Les conséquences pratiques pour le bailleur et le locataire

Lorsqu’un droit d’option est exercé après une période de discussion ou de contentieux sur le loyer renouvelé, le compte entre les parties doit être repris depuis la date d’effet du renouvellement auquel il est finalement renoncé. Les loyers versés pendant cette période sont remplacés rétroactivement par l’indemnité statutaire, ce qui peut faire apparaître une créance de restitution au profit du locataire ou un solde dû au bailleur.

Il faut alors examiner les clauses du bail et les données comptables : quelles charges ont été transférées, existe-t-il une contrepartie et ces charges ont-elles été intégrées dans l’évaluation de la valeur locative ? Une expertise qui omet cette correction peut fausser le compte final.

La réserve « à défaut de convention contraire » appelle aussi une vérification spécifique. Une clause ou un accord peut organiser le montant ou le mode de calcul de l’indemnité d’occupation. En revanche, la simple clause mettant la taxe foncière à la charge du locataire ne suffit pas, dans l’affaire jugée, à neutraliser le mécanisme de l’article R. 145-8 : c’est précisément la lecture censurée par la Cour de cassation.

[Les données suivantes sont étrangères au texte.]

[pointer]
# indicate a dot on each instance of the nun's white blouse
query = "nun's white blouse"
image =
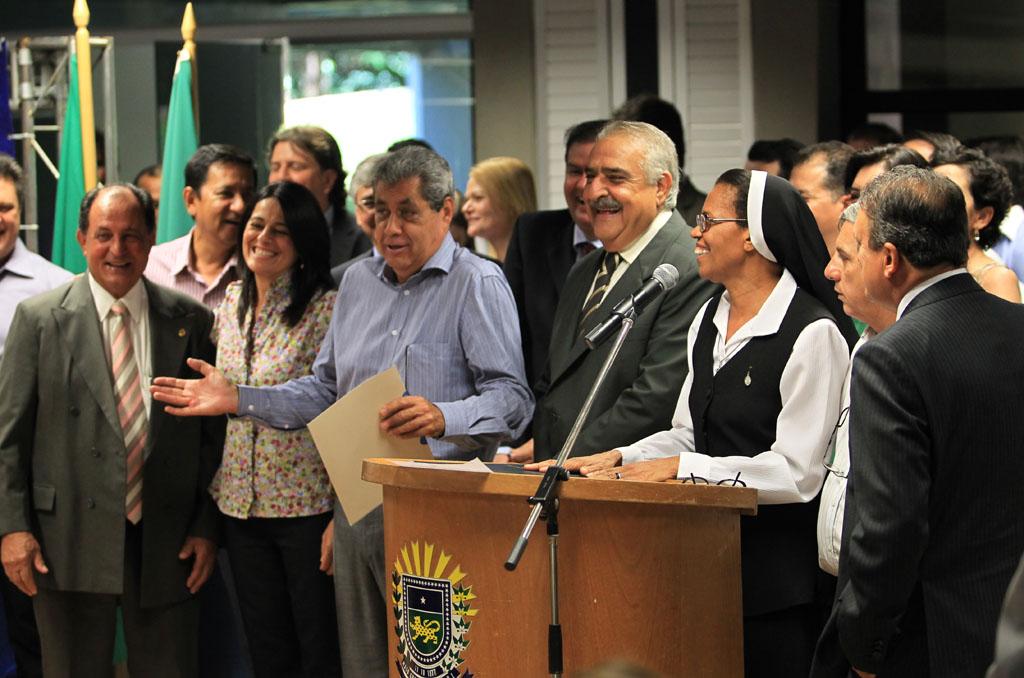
(811, 390)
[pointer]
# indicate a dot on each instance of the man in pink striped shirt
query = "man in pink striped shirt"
(219, 184)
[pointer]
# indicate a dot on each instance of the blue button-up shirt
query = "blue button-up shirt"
(451, 329)
(25, 274)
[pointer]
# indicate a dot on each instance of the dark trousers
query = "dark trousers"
(222, 648)
(361, 589)
(780, 643)
(22, 631)
(287, 603)
(76, 630)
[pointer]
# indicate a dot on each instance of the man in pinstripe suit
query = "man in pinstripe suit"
(933, 531)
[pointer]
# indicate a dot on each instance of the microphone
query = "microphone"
(663, 280)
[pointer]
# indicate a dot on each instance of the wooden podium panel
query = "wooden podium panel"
(647, 571)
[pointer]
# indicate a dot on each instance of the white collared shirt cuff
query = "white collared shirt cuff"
(693, 463)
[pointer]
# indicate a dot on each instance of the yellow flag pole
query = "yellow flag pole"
(81, 15)
(188, 36)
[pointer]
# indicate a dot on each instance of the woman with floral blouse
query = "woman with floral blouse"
(271, 485)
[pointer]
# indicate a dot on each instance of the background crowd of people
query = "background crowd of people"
(842, 337)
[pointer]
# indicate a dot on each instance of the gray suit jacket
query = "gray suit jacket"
(640, 392)
(62, 454)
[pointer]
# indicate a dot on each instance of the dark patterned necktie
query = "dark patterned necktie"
(608, 263)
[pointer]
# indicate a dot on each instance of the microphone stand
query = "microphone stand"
(545, 501)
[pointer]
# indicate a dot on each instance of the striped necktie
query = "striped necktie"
(583, 249)
(608, 263)
(131, 412)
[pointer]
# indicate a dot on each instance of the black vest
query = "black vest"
(734, 414)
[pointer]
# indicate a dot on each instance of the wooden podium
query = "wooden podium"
(648, 571)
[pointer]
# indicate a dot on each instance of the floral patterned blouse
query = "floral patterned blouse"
(265, 472)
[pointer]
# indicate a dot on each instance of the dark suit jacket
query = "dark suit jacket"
(537, 263)
(689, 203)
(640, 392)
(933, 527)
(347, 240)
(62, 453)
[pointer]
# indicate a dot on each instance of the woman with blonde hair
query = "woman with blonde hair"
(499, 191)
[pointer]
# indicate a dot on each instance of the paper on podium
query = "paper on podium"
(472, 466)
(347, 432)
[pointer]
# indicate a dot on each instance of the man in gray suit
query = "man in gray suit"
(632, 179)
(932, 531)
(103, 500)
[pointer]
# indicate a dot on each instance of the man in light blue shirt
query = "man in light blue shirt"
(445, 318)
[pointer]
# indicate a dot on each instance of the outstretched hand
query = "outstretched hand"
(588, 465)
(213, 394)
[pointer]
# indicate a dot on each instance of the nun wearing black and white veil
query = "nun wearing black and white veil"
(767, 358)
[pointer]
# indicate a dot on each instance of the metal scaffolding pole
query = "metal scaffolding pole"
(39, 84)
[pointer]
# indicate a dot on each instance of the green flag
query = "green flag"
(179, 144)
(71, 185)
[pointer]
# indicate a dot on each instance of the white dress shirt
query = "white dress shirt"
(137, 303)
(629, 255)
(834, 493)
(791, 470)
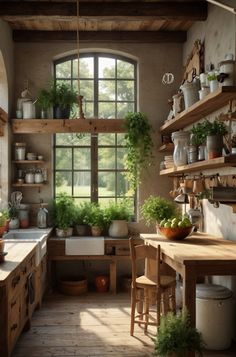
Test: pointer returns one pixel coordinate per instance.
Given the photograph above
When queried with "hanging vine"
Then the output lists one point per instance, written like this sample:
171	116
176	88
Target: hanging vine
139	146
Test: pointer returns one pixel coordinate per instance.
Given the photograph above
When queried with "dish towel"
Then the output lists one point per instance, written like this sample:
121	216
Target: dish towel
85	246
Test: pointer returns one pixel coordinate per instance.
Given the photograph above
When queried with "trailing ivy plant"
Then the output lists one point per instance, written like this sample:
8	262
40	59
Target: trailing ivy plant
139	146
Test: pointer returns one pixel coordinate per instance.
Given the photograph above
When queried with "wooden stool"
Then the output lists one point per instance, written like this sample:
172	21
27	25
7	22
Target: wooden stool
147	290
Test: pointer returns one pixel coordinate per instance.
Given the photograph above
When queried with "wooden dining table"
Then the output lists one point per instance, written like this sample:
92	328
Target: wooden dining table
198	255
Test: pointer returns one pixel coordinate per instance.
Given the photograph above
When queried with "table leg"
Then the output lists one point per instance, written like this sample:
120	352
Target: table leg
189	294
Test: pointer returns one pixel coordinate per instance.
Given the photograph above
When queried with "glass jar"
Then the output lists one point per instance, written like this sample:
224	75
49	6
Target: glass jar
181	142
20	151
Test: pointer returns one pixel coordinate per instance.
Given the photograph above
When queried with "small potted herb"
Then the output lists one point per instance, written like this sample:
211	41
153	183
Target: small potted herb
176	337
215	132
63	97
117	215
156	208
63	213
95	219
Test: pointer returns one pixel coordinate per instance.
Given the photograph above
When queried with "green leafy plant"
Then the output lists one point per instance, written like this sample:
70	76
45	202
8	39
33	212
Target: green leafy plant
117	211
63	211
44	99
216	127
82	211
95	216
139	146
198	132
62	95
156	208
175	335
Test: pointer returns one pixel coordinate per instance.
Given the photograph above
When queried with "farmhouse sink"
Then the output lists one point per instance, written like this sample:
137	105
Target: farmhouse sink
30	235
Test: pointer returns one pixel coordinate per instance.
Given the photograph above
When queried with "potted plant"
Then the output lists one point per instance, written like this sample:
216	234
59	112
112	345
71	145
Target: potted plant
95	219
139	145
62	97
14	222
176	337
215	132
81	212
156	208
44	101
213	82
63	214
116	216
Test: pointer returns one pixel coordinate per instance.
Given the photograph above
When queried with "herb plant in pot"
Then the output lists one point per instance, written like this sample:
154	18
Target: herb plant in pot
139	146
215	132
63	214
117	215
81	212
176	337
63	97
156	208
95	219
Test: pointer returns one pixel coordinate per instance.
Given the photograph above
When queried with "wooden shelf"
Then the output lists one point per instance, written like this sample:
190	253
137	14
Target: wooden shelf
36	185
50	126
166	147
20	162
223	161
200	109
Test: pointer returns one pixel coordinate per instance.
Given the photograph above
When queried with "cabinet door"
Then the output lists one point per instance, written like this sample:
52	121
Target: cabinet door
14	319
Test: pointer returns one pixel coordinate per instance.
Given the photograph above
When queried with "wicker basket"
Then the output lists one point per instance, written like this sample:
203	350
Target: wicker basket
73	285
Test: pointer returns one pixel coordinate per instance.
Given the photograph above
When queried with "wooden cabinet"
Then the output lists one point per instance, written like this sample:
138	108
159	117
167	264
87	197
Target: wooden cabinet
17	291
197	111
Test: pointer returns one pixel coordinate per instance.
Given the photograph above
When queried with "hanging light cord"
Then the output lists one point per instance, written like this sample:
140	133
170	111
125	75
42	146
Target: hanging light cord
80	97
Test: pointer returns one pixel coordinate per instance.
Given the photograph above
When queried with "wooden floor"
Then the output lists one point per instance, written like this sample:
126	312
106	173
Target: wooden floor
89	325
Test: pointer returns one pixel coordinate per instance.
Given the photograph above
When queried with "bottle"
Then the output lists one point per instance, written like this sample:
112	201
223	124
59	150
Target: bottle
42	217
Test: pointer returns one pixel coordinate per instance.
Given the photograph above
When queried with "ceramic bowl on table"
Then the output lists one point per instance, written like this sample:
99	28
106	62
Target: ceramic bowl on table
178	233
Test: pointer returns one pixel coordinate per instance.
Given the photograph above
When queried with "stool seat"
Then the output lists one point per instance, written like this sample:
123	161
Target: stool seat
148	289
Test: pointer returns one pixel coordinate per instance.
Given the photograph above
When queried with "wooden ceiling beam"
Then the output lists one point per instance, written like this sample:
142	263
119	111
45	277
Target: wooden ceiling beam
100	36
171	10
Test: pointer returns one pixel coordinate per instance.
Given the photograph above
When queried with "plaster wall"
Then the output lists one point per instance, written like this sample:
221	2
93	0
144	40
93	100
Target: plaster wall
219	36
34	62
6	90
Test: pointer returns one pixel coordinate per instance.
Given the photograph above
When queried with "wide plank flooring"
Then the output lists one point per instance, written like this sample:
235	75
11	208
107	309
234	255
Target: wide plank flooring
85	326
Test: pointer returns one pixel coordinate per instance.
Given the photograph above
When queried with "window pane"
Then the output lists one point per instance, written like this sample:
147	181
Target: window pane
63	182
63	159
125	90
106	110
63	70
123	109
120	158
122	184
106	67
86	67
88	109
106	184
106	158
82	158
125	69
106	90
82	184
106	139
120	139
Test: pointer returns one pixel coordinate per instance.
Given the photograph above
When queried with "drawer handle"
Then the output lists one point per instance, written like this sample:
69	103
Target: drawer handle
15	281
14	326
13	304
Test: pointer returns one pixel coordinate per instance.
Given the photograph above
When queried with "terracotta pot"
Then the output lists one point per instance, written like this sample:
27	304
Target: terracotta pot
102	283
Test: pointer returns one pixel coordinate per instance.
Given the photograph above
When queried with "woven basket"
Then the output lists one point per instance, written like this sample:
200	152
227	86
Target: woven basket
73	285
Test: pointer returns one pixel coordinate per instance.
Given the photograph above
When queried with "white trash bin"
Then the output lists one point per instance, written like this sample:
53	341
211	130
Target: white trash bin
215	315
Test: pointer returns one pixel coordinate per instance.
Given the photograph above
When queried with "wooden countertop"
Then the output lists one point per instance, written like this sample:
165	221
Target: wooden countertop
17	252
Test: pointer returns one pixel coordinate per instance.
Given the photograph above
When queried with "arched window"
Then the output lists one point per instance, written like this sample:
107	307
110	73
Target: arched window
91	167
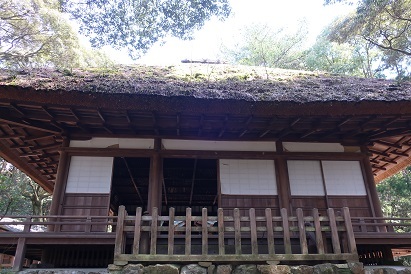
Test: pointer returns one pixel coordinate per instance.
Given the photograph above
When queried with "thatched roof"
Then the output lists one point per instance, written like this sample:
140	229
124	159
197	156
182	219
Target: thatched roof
215	81
39	108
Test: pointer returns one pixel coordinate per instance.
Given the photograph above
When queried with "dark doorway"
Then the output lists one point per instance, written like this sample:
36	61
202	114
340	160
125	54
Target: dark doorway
129	185
190	183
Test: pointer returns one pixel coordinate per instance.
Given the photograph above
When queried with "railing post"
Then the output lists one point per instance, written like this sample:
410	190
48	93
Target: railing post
188	232
171	217
301	230
154	224
286	231
21	247
120	237
137	231
363	227
204	232
237	231
220	223
334	232
352	246
318	232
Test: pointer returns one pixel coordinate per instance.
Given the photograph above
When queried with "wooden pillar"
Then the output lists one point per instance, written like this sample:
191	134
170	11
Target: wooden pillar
155	187
283	181
370	184
61	181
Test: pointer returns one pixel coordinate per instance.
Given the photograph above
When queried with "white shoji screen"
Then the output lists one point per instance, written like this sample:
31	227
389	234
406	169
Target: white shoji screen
248	177
343	178
305	178
89	174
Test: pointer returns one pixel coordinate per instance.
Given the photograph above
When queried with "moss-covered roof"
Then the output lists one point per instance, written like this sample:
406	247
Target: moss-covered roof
215	81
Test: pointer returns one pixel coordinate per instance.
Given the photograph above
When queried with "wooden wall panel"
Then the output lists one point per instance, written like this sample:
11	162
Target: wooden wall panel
358	205
245	202
307	203
85	204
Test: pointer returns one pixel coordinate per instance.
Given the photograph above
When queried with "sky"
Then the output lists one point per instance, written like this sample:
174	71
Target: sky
208	41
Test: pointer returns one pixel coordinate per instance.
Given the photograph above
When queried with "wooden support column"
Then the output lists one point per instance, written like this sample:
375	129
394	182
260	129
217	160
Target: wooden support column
283	181
370	185
61	181
155	187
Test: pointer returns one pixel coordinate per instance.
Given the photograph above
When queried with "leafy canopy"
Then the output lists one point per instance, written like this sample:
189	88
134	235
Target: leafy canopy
385	24
261	45
395	193
138	24
34	33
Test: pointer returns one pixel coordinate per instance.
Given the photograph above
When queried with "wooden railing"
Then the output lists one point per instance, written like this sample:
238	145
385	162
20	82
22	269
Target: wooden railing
234	238
54	229
382	225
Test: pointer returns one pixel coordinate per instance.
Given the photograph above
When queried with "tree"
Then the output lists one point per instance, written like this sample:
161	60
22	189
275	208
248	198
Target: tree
20	195
356	58
386	25
263	46
395	193
34	33
138	24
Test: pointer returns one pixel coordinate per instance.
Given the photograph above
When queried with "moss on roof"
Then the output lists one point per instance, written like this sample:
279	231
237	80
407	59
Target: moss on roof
213	81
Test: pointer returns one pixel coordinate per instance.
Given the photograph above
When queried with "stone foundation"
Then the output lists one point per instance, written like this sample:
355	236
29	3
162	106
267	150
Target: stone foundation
209	268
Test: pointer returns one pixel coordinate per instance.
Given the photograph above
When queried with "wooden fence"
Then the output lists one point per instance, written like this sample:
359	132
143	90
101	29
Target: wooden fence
382	225
19	232
234	238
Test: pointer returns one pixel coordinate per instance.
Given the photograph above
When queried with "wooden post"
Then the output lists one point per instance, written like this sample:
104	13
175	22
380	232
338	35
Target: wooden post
120	239
334	232
204	232
21	248
188	232
154	224
253	232
283	181
270	231
350	233
301	230
237	231
220	223
286	231
155	187
137	231
318	233
370	185
171	231
20	254
61	181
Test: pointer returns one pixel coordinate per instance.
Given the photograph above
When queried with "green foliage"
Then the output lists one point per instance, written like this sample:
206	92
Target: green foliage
263	46
19	195
138	24
34	33
357	58
395	193
384	24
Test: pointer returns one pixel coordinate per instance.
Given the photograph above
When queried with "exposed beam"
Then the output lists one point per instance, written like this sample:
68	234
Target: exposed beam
31	124
13	136
223	129
388	144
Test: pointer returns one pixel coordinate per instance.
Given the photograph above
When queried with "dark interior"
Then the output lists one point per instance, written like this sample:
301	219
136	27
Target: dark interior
190	183
186	183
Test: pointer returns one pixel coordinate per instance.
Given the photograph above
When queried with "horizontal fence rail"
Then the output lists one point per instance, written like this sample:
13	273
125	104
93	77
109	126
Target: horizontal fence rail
228	238
52	230
381	224
57	223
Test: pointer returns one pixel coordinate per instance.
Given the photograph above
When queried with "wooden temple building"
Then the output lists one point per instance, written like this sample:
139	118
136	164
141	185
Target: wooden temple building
205	163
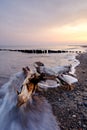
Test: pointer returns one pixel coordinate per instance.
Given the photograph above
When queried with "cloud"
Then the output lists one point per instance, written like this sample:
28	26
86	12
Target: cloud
28	20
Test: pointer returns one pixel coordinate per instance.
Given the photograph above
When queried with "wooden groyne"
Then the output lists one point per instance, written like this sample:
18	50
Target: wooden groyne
39	51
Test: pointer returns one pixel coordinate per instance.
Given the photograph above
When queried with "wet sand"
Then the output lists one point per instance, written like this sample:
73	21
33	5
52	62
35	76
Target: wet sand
70	107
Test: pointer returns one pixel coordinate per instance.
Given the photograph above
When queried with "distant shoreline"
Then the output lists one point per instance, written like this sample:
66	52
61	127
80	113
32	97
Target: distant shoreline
40	51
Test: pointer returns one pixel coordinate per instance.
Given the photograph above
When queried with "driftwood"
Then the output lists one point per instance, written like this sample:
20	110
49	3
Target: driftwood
44	78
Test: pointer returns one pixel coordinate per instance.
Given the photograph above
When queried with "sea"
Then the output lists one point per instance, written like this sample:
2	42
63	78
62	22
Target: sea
37	115
12	62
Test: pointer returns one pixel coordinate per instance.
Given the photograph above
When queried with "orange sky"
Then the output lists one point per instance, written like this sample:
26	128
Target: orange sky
52	21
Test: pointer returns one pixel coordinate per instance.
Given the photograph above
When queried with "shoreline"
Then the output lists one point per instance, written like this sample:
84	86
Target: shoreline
70	107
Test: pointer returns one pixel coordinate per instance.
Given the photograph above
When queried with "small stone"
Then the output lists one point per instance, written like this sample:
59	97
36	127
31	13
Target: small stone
80	103
84	98
59	99
85	104
79	122
74	116
84	126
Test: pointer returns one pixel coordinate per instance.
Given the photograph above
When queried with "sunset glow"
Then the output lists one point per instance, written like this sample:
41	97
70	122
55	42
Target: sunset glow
52	21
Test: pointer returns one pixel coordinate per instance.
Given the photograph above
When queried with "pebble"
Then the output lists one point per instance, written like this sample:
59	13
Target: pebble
80	103
85	104
84	98
59	99
84	126
74	116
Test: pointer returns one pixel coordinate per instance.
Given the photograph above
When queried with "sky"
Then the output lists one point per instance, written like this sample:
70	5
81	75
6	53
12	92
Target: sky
38	22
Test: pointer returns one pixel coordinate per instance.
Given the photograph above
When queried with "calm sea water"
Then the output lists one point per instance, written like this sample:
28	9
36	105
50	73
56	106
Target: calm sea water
13	62
38	115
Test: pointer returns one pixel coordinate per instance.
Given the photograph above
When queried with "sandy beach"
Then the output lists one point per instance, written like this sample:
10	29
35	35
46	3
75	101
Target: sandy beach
70	107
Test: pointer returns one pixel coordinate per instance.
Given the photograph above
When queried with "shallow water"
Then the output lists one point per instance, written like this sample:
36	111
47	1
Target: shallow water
13	62
35	116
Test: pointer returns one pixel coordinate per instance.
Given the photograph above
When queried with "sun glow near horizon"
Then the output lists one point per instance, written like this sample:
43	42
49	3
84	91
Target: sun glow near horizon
70	33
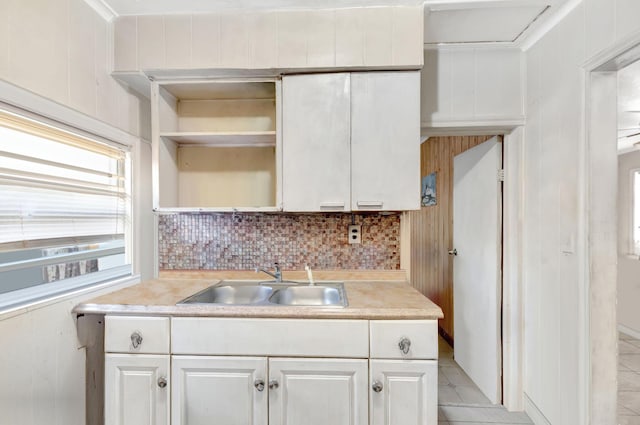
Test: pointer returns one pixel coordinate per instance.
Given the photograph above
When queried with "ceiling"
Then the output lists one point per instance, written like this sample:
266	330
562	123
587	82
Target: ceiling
629	107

Le bailleur ne peut donc se borner à invoquer le remboursement contractuel de la taxe pendant le bail. Le locataire ne peut pas davantage réclamer automatiquement sa restitution nominale : le débat porte sur la valeur locative corrigée et sur le compte final.

À retenir

L’indemnité d’occupation due avant l’exercice du droit d’option est une indemnité statutaire fixée, sauf convention contraire, à la valeur locative.
Lorsque le bail transfère au locataire, sans contrepartie, la taxe foncière normalement supportée par le bailleur, cette charge doit diminuer la valeur locative.
La Cour de cassation ne fixe pas une déduction automatique euro pour euro du montant de la taxe.
La solution concerne expressément la période antérieure au droit d’option ; le maintien dans les lieux après l’option relève d’une indemnité de droit commun.
En pratique, le calcul suppose de relire les clauses du bail et de vérifier leur traitement dans l’évaluation de la valeur locative.